Although the concept of virgin birth (i.e. conception without intercourse) is common in many religions, there is no conclusive evidence of actual human virgin birth in recorded history. Except in one medical article written in 1874 by a Dr Capers.
In this article, Dr Capers describes a case study of a miraculous conception during the Battle of Raymond during the US Civil War. A soldier was shot in the testicles and the musket ball carried the non-musket ball (read: testicle) into the uterus of a girl working in a nearby field. The doctor attended to the girl who was shot and treated the wound in her abdomen. The bullet was not found.
Over the following nine months, the doctor realised the girl was pregnant, although she claimed to be a virgin. After nine months, a healthy boy was born. Stranger yet, the doctor realised the boy’s scrotum was unusually swollen and upon examination, found that he was carrying the musket ball that impregnated the girl in the first place. He thus concluded that the testicle that was carried by the musket ball was lodged inside her uterus and sperm leaked out. The soldier was eventually found and was told about this bizarre story and the two were married.
This case study has become a famous story told by doctors around the world. Unfortunately, it is completely false and the doctor who wrote the article admitted to faking it to amuse himself. Ergo, there are still no recorded cases of a virgin birth in humans.
The closest to a virgin birth that was recorded is a case study of a young woman who was performing oral sex on a man. She was found by her boyfriend during the act and the boyfriend stabbed her and her lover with a knife. The knife injured her oesophagus, causing the sperm in it to track down the abdomen and down to her reproductive organs. By a stroke of luck, an egg was misplaced during ovulation, causing it to drift into the abdomen instead of the fallopian tube (ectopic pregnancy), and met with the sperm. The egg was then fertilised and the girl presented to the hospital three months later with excruciating abdominal pain. The ectopic fetus was removed.
Among the many gods and goddesses in Greek mythology, there is a trio of goddesses who are personifications of beauty, elegance and grace – Aglaia (brightness and splendour), Thalia (festivity and plentiful) and Euphrosyne (joyfulness). They are daughters of Zeus and Eurynome the nymph and are famous for their pure, graceful looks and representing the beauty in life. Also known as the Charities, they are often depicted in artworks as dancing merrily in a circle or tending to Aphrodite, the goddess of love and sex, and her son Eros.
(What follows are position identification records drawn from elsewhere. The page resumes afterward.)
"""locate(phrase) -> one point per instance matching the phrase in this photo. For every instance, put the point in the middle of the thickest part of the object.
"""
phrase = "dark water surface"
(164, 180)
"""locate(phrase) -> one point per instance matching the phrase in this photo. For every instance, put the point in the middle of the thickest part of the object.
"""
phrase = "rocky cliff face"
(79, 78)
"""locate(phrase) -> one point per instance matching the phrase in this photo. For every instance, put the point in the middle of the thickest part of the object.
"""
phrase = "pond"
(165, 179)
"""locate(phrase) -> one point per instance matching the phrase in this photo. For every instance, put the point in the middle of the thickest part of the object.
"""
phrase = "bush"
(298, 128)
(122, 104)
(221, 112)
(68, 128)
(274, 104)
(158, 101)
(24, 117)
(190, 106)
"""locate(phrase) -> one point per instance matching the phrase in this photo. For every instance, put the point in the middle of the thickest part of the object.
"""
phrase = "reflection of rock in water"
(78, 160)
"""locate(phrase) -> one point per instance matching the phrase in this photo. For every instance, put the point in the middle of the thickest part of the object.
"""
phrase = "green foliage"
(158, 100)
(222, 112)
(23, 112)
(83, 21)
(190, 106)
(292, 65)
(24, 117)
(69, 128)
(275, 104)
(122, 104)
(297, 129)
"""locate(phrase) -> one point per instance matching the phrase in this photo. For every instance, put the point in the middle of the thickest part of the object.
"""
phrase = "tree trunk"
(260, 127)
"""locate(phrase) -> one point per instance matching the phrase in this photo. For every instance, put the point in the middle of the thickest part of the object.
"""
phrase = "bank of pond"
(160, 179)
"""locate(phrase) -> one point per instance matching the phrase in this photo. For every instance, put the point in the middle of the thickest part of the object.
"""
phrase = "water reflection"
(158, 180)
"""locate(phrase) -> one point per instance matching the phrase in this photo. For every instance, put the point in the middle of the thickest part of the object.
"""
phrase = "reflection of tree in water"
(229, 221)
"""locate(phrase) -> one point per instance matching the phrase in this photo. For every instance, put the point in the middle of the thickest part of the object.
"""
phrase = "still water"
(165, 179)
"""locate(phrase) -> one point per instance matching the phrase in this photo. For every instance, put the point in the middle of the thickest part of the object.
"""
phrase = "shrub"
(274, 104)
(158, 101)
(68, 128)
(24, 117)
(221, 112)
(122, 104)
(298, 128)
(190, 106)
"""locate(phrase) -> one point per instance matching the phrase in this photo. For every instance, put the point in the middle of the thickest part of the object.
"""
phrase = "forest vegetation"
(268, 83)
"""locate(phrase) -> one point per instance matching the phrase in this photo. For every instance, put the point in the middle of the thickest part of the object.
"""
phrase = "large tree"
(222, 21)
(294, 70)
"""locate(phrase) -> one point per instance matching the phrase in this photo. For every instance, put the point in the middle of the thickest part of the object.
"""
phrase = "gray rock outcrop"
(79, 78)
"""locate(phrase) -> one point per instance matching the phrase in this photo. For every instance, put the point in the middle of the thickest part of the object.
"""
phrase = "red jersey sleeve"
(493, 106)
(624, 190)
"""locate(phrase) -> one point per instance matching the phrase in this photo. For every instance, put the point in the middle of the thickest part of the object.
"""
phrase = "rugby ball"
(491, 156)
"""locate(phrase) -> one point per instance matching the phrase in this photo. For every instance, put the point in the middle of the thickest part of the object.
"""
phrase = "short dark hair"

The Graces are known as young, virgin maidens who are often depicted as naked with clear, fair skin. They are beauty in the purest form with the absence of sexual lust (despite the nudity). Although they have no active role in mythologies, it is considered that their presence in any party or festival ensures people will have a joyous and fun time. Much like the Muses, the Three Graces are also connected to the arts, often shown with musical instruments. They are one of the most popular models in paintings and sculptures as they embody the concept of perfect beauty. This is why, like Aphrodite, they tend to be drawn with body proportions matching the Golden Ratio. Interestingly, they are almost always arranged to have two facing forwards with the middle one facing the other way.
(From top-left: Sandro Botticelli’s Primavera, Antonio Canova’s The Three Graces, Raphael’s The Three Graces, Greek sculpture of The Three Graces, Raphael’s Cupid and The Three Graces)
The unicorn is pictured as a white stallion with a single, prominent horn on its forehead. It is still loved and is one of the most well-known mythical creatures. As with any mythical beasts, there are interesting stories related to the unicorn.
The horn is the source of the unicorn’s strength – the infinite fountain of magical power that grants the unicorn unmatched strength and speed. If it meets an enemy it either sprints and disappears, or uses its large weapon to impale even the hardest armour. This makes it extremely hard to capture.
Medieval people believed the horn of the unicorn to be a highly valuable magic ingredient, with extremely potent cleansing properties that could purify even lakes and seas. But as the only way to attain the horn is to capture a unicorn, it was an extremely rare commodity. To catch a unicorn, one must know its most important (yet not well-known in the modern age) trait. Although they are wild beasts with a savage temper, they calm down like lamb in front of one group of people – virgin maidens. If it detects even the faintest scent of a virgin, it rushes towards her and places its head on her lap, soundly falling asleep. Due to this characteristic, it is often portrayed as a symbol of purity and chastity, and also Jesus Christ and the Virgin Mary. According to notes written by Leonardo Da Vinci himself, hunters used this trick to capture unicorns that would fall asleep on a virgin’s lap (whom they brought with them to aide in the hunt). Even a mighty beast has a weakness that can be exploited.
On a side note, it is also written that if the unicorn senses that the maiden is not a virgin, it would instantly use its large weapon to impale her until death.